その53の2『ひとつまみの話』
知恵ちゃんの家のお味噌汁にじゃがいもが入らない件について、亜理紗ちゃんは強い意思を持ってじゃがいもをオススメをしていきます。なぜならば、亜理紗ちゃんはお味噌汁の具で、じゃがいもが最も好きだからでした。
「入れた方がいいのに……じゃがいもは」
「だってカレーみたいになるでしょ……たまねぎも入ってるし」
「たまねぎ!ちーちゃんの家のお味噌汁、たまねぎ入ってるの!?」
「え……入ってないの?」
「ひええ……」
自分の家の食卓が、友達の家と同じではないと理解し、2人はお味噌汁の話題を切り上げました。そこで改めて、ビンの中に入っているお味噌汁のような液体を見つめます。ここまでにごってしまっては後に引けず、あらゆるものを入れてみようと、亜理紗ちゃんは家の周辺を散策し始めます。
「ちーちゃん。なにかあったら教えてね」
「うん」
他人の家の所有物を勝手に入れるわけにはいかないので、ビンの中へ入れていいものといえば雑草くらいです。
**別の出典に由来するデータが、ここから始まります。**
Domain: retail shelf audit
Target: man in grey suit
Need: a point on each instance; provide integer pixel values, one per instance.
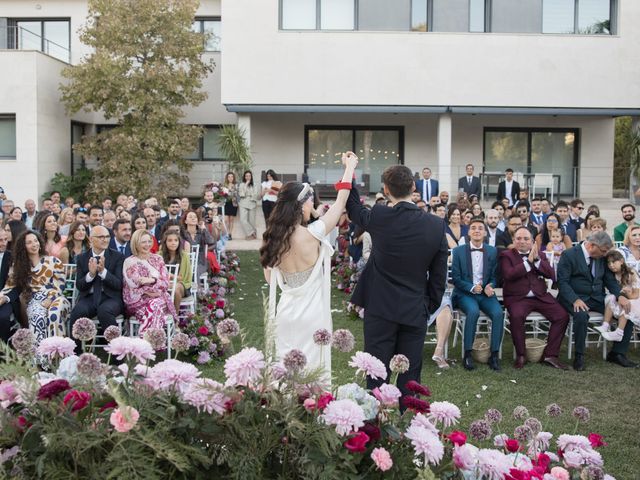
(469, 184)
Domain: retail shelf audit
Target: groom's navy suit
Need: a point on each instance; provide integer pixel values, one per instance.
(402, 282)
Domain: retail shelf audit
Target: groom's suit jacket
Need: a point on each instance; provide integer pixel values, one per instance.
(405, 275)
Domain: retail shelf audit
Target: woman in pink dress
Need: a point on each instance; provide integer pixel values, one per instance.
(146, 287)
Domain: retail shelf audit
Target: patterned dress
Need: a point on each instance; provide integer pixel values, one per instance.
(47, 309)
(149, 311)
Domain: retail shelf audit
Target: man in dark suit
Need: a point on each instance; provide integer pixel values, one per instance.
(582, 278)
(469, 184)
(508, 188)
(427, 186)
(524, 291)
(99, 281)
(121, 237)
(473, 271)
(404, 279)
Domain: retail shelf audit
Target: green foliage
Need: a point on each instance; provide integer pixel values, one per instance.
(233, 145)
(146, 66)
(76, 185)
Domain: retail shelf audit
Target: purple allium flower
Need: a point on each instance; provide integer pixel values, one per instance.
(294, 361)
(520, 413)
(343, 340)
(480, 430)
(581, 414)
(493, 416)
(84, 329)
(322, 337)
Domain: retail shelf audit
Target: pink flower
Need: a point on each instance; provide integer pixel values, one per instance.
(382, 459)
(426, 443)
(172, 374)
(346, 415)
(131, 347)
(444, 412)
(56, 347)
(244, 367)
(560, 473)
(124, 419)
(387, 395)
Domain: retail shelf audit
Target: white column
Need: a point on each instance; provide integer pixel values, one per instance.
(445, 176)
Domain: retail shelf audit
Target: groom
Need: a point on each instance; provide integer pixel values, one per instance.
(404, 278)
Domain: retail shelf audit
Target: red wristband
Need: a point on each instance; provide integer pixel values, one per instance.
(342, 186)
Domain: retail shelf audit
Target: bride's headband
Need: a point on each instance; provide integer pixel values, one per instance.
(304, 193)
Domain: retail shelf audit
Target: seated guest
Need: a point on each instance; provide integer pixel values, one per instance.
(77, 243)
(551, 224)
(173, 253)
(524, 291)
(47, 226)
(473, 271)
(629, 217)
(454, 229)
(582, 278)
(146, 284)
(121, 238)
(99, 281)
(40, 282)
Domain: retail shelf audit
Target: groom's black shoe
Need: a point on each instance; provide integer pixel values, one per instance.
(467, 361)
(621, 360)
(494, 363)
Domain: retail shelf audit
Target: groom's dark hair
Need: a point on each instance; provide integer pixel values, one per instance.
(399, 180)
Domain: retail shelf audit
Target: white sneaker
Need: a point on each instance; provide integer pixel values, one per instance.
(615, 336)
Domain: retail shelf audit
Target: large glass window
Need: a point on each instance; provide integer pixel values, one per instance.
(8, 136)
(377, 148)
(531, 151)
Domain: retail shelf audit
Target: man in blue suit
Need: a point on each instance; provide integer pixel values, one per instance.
(473, 271)
(427, 186)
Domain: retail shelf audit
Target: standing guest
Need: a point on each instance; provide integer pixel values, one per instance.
(171, 249)
(146, 284)
(99, 281)
(523, 271)
(30, 214)
(121, 238)
(231, 205)
(473, 270)
(629, 217)
(39, 280)
(582, 278)
(197, 234)
(47, 226)
(427, 187)
(77, 243)
(469, 184)
(454, 230)
(270, 189)
(508, 188)
(65, 220)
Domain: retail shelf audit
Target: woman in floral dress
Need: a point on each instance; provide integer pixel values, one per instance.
(146, 288)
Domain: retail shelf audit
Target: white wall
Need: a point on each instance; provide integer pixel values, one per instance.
(266, 66)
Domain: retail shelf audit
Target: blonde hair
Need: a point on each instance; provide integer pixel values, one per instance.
(136, 238)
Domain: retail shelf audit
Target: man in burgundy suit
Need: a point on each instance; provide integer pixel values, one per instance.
(525, 291)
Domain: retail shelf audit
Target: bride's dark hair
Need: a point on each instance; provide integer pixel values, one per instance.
(285, 217)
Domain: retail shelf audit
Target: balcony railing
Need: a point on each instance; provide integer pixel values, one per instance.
(18, 38)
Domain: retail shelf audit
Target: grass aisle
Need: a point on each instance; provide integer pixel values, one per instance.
(610, 392)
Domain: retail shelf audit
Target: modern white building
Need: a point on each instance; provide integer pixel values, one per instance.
(533, 85)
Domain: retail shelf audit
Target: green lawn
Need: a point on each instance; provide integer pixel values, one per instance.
(610, 392)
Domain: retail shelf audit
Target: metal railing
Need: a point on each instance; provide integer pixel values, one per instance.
(14, 37)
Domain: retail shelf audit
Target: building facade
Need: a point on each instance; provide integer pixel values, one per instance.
(533, 85)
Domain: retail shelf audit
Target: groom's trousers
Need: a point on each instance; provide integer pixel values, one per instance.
(383, 339)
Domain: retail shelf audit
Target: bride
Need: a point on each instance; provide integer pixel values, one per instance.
(297, 258)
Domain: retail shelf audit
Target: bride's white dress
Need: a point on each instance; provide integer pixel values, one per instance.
(304, 306)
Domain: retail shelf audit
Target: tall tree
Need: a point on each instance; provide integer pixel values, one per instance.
(145, 67)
亜理紗ちゃんは長めの雑草をていねいに折りたたんで、ビンの中へと詰め込んでいます。
「……薬みたいになってきた」
「アリサちゃん……どこを目指してるの?」
雑草を入れたビンの水は緑がかっており、もはやキレイかキレイではないかと判断しようものならば、体によさそうという感想しか知恵ちゃんには浮かんできません。
「……ん?」
「ちーちゃん。どうしたの?」
「ここ、なにかある」
ブロックべいにあいている穴の中に、小さなクルミに似た木の実があるのを発見し、知恵ちゃんは亜理紗ちゃんへと呼びかけました。その近くには実のなっている木も生えておらず、見たところでは近所の家のものではないようです。亜理紗ちゃんは木の実を手に取って、穴や傷がないかと目視確認しています。
「……入れてみよう」
「入れるの?」
よごれた水へと木の実を入れると、その分だけ中の水があふれてしまいます。亜理紗ちゃんはフタをしてビンを揺らします。すると、次第にビンの中の水は透明になり、南国の海を思わせる青色へと変化しました。
「すごい実だ……ちーちゃん。これ、なんの実?」
「知らない」
「もっとほしい……」
水を数秒で浄化した謎の木の実を探して、亜理紗ちゃんはブロックべいの近くを念入りに探索します。でも、もう先程の木の実は落ちてはいません。
「もっと入れたい……」
「もういいでしょ……」
ビンの中の水は澄んだ青色に揺れていて、石や葉っぱもキレイな水に漬かって輝いています。ビンをキレイに飾りたい亜理紗ちゃんは、残念とばかりにまゆを寄せつつ木の実を諦めました。
「……あ」
少し道を行った先にて、今度は亜理紗ちゃんが、空き地の雑草の中に木の実が落ちているのを発見します。
「……ちーちゃん。これ、あれと同じかな」
「……ちょっと違うんじゃない?」
「……」
木の実は知恵ちゃんが見つけたものに形は似ているものの、どことなく殻の色が緑がかっています。色味に毒々しいものを感じ、知恵ちゃんは怪しむ顔つきで実に目を細めています。その一方で、亜理紗ちゃんはビンの中へ実をと入れて、実験してみたい気持ちでいっぱいです。